On Saturday morning, October 27 at FIT’s Katie Murphy Auditorium, Michael Bierut, Abbott Miller, Eddie Opara, Emily Oberman, Paula Scher and DJ Stout will take the stage at the first Designers and Books Fair to talk about the challenges and pleasures of designing books. Between them, the six partners have designed everything from large-scale corporate identities to exhibitions to motion graphics to interactive displays. But they all concede there is something special about designing that classic design object, the book.

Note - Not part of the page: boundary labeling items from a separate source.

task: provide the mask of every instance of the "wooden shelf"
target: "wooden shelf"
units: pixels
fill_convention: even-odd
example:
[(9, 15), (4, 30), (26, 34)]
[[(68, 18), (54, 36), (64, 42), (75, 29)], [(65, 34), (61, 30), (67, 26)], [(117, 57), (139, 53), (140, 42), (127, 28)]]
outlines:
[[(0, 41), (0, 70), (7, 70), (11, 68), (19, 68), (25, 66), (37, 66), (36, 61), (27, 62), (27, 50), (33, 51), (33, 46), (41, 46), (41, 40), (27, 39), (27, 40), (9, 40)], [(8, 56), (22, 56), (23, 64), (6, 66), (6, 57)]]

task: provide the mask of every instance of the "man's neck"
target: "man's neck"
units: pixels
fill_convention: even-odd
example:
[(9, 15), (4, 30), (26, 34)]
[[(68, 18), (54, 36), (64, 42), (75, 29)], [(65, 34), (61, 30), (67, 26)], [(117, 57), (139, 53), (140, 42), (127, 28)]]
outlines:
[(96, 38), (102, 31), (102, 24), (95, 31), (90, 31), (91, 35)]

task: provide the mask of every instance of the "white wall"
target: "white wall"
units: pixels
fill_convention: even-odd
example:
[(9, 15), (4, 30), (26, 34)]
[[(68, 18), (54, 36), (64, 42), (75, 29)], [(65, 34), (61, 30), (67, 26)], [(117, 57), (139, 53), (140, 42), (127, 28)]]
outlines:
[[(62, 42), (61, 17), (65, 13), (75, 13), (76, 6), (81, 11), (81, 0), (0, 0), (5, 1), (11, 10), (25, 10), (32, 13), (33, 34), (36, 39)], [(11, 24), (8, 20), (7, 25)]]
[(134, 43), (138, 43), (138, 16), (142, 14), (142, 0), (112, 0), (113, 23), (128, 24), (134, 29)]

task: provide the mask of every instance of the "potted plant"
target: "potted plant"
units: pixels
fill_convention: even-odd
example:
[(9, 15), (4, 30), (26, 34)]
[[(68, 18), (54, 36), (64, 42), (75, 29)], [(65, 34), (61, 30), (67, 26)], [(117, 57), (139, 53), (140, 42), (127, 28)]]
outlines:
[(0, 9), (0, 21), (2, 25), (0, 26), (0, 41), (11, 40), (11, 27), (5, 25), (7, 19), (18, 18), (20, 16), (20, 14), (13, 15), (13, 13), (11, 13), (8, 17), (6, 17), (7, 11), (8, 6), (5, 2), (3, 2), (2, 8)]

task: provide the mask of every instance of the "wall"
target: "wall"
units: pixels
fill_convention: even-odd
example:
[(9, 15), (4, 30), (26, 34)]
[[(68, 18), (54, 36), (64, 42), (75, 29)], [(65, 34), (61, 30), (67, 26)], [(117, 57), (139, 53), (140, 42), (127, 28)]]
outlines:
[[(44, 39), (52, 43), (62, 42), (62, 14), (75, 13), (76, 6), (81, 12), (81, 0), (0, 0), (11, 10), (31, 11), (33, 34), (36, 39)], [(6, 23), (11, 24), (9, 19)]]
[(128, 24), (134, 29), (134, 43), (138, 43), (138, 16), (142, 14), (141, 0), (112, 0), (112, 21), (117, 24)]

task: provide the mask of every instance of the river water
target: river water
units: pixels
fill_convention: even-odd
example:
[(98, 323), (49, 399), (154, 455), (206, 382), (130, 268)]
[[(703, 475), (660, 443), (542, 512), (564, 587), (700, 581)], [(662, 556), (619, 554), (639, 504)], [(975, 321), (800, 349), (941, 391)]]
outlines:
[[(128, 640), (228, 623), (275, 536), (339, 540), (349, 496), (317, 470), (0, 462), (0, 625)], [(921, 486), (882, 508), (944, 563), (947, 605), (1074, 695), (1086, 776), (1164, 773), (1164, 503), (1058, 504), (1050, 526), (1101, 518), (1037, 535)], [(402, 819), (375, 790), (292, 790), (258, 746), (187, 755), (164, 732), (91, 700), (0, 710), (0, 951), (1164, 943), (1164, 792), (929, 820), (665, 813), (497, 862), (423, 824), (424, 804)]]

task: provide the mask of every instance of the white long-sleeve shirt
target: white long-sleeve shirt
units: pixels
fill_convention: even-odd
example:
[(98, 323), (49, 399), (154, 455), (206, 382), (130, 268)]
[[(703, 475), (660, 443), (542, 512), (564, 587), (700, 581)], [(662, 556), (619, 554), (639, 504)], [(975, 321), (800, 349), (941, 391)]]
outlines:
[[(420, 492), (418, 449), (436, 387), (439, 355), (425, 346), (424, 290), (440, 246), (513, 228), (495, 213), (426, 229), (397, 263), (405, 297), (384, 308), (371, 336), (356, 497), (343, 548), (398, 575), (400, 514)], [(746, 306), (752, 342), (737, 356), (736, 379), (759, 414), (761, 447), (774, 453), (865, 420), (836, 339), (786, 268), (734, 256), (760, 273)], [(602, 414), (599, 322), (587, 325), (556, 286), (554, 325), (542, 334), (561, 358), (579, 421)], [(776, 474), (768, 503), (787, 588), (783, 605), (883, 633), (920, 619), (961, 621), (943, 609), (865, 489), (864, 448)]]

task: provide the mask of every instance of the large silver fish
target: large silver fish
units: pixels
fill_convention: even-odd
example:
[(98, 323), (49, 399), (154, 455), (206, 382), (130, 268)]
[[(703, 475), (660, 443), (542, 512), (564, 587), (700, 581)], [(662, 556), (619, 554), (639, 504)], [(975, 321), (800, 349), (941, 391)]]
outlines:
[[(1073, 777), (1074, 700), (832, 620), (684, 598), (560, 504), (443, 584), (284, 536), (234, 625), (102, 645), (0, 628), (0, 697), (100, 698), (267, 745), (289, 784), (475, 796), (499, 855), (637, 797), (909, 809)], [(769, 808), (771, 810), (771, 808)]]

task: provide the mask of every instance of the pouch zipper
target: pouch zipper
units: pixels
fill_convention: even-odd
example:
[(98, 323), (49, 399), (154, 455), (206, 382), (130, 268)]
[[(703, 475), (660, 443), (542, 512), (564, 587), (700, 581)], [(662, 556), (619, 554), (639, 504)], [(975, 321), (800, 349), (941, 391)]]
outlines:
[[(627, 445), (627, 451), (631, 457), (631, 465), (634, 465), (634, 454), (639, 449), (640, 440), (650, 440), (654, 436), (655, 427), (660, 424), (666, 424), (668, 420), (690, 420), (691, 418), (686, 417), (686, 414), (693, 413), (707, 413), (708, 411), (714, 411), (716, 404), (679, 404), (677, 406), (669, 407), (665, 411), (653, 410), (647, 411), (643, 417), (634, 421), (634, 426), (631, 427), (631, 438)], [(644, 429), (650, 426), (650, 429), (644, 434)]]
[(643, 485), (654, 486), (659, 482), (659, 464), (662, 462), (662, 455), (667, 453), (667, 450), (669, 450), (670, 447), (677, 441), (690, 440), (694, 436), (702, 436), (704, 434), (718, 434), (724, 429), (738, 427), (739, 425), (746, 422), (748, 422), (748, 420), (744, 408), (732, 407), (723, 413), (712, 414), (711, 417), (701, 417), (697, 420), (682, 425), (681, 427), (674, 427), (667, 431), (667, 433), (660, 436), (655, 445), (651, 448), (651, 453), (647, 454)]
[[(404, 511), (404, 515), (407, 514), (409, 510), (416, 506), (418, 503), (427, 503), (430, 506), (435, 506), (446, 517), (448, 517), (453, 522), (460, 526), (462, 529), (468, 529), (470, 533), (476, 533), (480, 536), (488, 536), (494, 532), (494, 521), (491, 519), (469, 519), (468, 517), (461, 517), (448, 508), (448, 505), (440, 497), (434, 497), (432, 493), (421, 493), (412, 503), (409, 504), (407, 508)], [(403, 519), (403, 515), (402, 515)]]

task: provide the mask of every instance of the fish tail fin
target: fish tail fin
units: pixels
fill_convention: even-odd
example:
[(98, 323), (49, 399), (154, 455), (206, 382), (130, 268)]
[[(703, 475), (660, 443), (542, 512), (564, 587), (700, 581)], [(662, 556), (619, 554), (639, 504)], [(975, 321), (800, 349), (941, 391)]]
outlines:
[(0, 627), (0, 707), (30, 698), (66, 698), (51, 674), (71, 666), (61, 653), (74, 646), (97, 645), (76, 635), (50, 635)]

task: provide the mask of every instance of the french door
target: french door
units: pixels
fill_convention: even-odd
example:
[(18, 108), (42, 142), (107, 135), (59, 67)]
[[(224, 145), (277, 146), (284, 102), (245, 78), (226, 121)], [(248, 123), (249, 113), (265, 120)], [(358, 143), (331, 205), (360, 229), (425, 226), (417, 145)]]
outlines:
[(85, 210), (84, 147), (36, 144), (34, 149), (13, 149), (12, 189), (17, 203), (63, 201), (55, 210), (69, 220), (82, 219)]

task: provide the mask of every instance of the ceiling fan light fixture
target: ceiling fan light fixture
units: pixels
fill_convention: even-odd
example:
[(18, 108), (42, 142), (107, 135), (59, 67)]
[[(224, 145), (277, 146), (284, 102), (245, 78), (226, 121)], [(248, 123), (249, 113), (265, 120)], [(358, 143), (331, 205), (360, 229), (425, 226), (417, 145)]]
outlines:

At FIT on October 27, each of the designers will present a case history and discuss his or her unique approach to book design. In anticipation of that special event, Bierut, Miller, Opara, Oberman, Scher and Stout were asked to talk about what makes books special, why they like designing them, and why books are likely to be around forever. You can register for the Designers and Books Fair event here, and read more about book design at Pentagram after the jump.

Michael Bierut People keep predicting the death of print. Sometimes I think that makes designing books the ultimate exercise in anachronism.  Yet we all just can’t resist.

Paula Scher I love the form. I like sequencing information and holding the collection of information together between two covers.  There is nothing more satisfying than the object that is a book.

Abbott Miller Books are self-contained, complete objects that are tactile, material, and interactive. The fact that they are products for sale in a retail context makes them an unusually public form of design. The care and attention you bring to a book has such a major impact on its character and impact.

Emily Oberman I like to design books for a few reasons. First, it’s hard and I like a challenge. Second, like Paula, I like the ability to tell a story that unfolds over time and space. Third, like Abbott, I like all the little special details of books where you get chances to do surprising things. Besides the meat of a book you have the end pages, the spine, the table of contents, the folios, the index, the design credits, and the flaps, just to name a few. Each one of these things is a little treat for the reader if you handle them well. Finally, to design a book well, you have to really understand the content, so each new book is an opportunity to learn new things.

DJ Stout A lot of what we do as graphic designers is fleeting. A magazine might hang around for a week or two but it will eventually end up on the seat of the airplane for the flight attendants to clean up or in the bottom of the bird cage. A poster arrives in the mail and if its lucky it will get filed away with the other rolled up orphans in the closet waiting to be framed someday. I like to design books because they are a more lasting and memorable form of our craft.

Eddie Opara  Books are compact, fun boxes!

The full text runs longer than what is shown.